En El secretario particular (1953), Sir Claude regenta una oficina de negocios en la City londinense y contrata a Colby como su secretario particular, sustituyendo al viejo Eggerson. Colby es realmente hijo de Sir Claude, pero no quiere hacerlo público hasta sondear la reacción de su extravagante esposa, Lady Elizabeth, que desconoce este hecho. Colby es un músico frustrado que ha sido criado por una tía suya (Mrs. Guzzard) pagada por Sir Claude. Las vocaciones frustradas de Sir Claude, que siempre quiso ser alfarero, y de Colby, ya comentada, serán uno de los ejes de la historia. El otro se construye en torno a la paternidad de Lucasta, también hija no reconocida de Sir Claude, la del propio Colby, que finalmente se descubre que no es hijo de Sir Claude, y la identidad de un hijo abandonado de Lady Elizabeth, que finalmente se descubre que es B. Kaghan. El reconocimiento de la paternidad y de la propia vocación constituyen el tema de la obra.
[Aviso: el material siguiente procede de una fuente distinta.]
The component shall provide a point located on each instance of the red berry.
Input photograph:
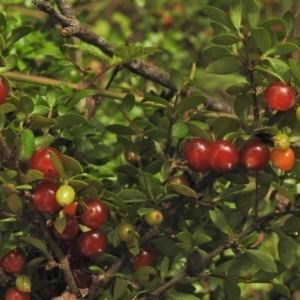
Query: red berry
(94, 214)
(44, 197)
(254, 155)
(13, 261)
(283, 160)
(222, 156)
(83, 279)
(2, 92)
(14, 294)
(280, 96)
(145, 257)
(70, 232)
(42, 162)
(194, 152)
(92, 243)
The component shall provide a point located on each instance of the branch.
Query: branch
(71, 27)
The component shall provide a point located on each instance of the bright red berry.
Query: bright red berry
(145, 257)
(254, 155)
(92, 243)
(14, 294)
(283, 160)
(222, 156)
(13, 261)
(94, 214)
(194, 152)
(280, 96)
(44, 197)
(42, 162)
(70, 232)
(2, 92)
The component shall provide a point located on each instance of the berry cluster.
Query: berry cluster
(50, 197)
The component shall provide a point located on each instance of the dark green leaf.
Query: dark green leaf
(232, 290)
(189, 103)
(262, 260)
(120, 287)
(261, 38)
(252, 13)
(236, 13)
(27, 140)
(216, 52)
(177, 79)
(156, 100)
(294, 69)
(69, 120)
(284, 192)
(128, 103)
(183, 190)
(242, 107)
(224, 65)
(281, 49)
(6, 108)
(17, 34)
(225, 39)
(217, 15)
(219, 220)
(286, 252)
(27, 105)
(180, 130)
(120, 129)
(282, 289)
(289, 21)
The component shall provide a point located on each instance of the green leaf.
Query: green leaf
(27, 105)
(219, 220)
(242, 107)
(189, 103)
(294, 69)
(7, 108)
(89, 49)
(224, 65)
(232, 290)
(281, 49)
(17, 34)
(261, 38)
(128, 103)
(289, 21)
(183, 190)
(225, 39)
(120, 287)
(177, 79)
(37, 244)
(286, 252)
(286, 193)
(70, 164)
(130, 52)
(236, 13)
(216, 52)
(180, 130)
(68, 120)
(252, 13)
(282, 289)
(27, 141)
(120, 129)
(164, 268)
(57, 164)
(149, 100)
(217, 15)
(262, 260)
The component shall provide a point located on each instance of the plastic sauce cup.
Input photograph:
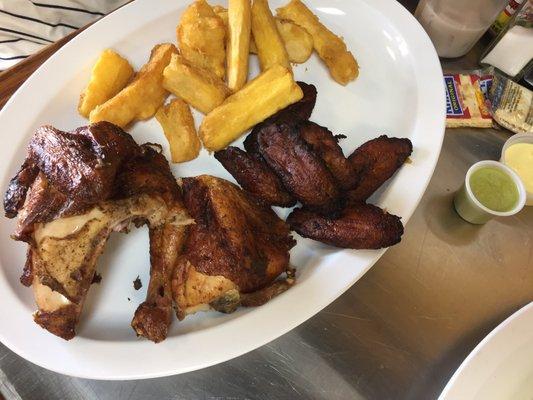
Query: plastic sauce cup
(516, 139)
(471, 209)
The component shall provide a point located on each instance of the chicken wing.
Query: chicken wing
(235, 246)
(326, 146)
(359, 226)
(255, 177)
(376, 161)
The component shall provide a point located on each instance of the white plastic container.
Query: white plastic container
(515, 139)
(471, 209)
(454, 26)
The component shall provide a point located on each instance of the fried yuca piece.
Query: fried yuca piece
(108, 77)
(143, 96)
(200, 88)
(298, 42)
(201, 36)
(270, 46)
(178, 125)
(260, 98)
(238, 44)
(331, 48)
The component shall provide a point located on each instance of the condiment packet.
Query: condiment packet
(512, 105)
(465, 100)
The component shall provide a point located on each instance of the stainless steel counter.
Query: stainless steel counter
(398, 333)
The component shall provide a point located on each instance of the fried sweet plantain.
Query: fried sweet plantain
(376, 161)
(325, 145)
(359, 226)
(255, 176)
(302, 172)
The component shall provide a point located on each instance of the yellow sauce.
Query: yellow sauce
(519, 157)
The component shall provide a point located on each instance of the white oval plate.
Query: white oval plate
(501, 365)
(399, 92)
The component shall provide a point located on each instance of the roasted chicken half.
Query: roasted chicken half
(234, 252)
(72, 191)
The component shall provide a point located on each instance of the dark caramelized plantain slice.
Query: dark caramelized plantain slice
(359, 226)
(376, 161)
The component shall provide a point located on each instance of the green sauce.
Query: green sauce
(494, 188)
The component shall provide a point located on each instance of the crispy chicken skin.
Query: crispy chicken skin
(302, 171)
(358, 226)
(376, 161)
(326, 146)
(86, 184)
(236, 246)
(255, 176)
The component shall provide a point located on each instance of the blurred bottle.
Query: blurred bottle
(454, 26)
(511, 51)
(505, 16)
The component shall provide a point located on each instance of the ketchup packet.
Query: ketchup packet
(466, 102)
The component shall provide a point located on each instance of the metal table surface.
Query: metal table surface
(398, 333)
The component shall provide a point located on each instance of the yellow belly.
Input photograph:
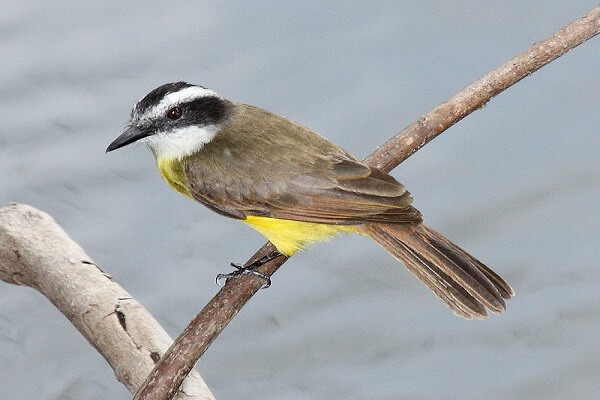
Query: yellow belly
(290, 236)
(172, 171)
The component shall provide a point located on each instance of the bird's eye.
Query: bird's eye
(174, 113)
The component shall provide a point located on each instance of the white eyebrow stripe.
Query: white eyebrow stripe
(178, 97)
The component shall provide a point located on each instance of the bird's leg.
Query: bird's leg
(250, 269)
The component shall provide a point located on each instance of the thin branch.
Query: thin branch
(36, 252)
(214, 317)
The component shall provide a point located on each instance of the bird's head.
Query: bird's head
(175, 120)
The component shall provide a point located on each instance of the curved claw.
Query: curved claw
(242, 271)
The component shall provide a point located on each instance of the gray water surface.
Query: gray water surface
(517, 184)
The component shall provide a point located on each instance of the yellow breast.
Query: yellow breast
(290, 236)
(173, 172)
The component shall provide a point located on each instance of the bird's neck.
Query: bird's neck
(173, 172)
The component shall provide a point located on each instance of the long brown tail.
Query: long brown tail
(462, 282)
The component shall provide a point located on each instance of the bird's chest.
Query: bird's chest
(173, 172)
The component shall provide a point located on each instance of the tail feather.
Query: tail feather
(462, 282)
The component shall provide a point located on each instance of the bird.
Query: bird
(297, 188)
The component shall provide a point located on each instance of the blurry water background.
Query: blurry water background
(517, 184)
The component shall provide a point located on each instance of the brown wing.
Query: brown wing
(280, 169)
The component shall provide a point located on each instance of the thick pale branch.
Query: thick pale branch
(36, 252)
(206, 326)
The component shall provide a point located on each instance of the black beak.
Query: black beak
(131, 134)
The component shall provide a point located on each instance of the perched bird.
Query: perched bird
(296, 188)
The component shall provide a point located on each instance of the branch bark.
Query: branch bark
(170, 371)
(36, 252)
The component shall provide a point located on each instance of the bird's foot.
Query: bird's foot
(250, 269)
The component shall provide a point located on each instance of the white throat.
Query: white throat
(181, 142)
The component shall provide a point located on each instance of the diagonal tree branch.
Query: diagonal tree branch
(172, 368)
(36, 252)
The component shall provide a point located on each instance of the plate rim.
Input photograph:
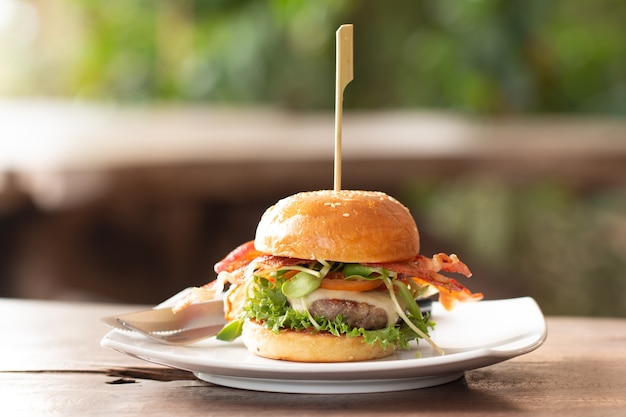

El viejo estadista (1958) se refiere en su título al protagonista, Lord Claverton, un político retirado que ha ocupado importantes cargos en la administración. Vive con su hija Mónica, comprometida con Charles. Lord Claverton recibe la visita de Gómez, que resulta ser un amigo de juventud que tras verse envuelto en asuntos turbios abandonó el país, cambió de nombre y vuelve tras 35 años de ausencia. La presencia de Gómez reaviva recuerdos oscuros de su juventud y pone en evidencia el contraste entre la auténtica existencia de Lord Claverton y la apariencia en la que se ha volcado durante toda su vida. Lord Claverton ingresa en una casa de retiro, regentada por Mrs. Piggott, donde encuentra a Mrs. Carghill, que fue un amor de su juventud y vuelve a reavivar los mismos fantasmas. Aparece entonces Michael, hijo de Lord Claverton, que quiere abandonar el país para huir de su desastrosa vida. El amor entre Mónica y Charles contrasta con el deseo de huida de Michael (del presente) y de Lord Claverton (del pasado). La presencia de Gómez en la casa de retiro desencadena el enfrentamiento de Lord Claverton con sus fantasmas del pasado y su liberación.
Quizá, actualmente, T.S. Eliot sea más cercano al gran público como autor de El libro del viejo Possum sobre gatos domésticos que contiene los poemas en los que se inspiró el musical Cats, obra de éxito mundial relativamente reciente.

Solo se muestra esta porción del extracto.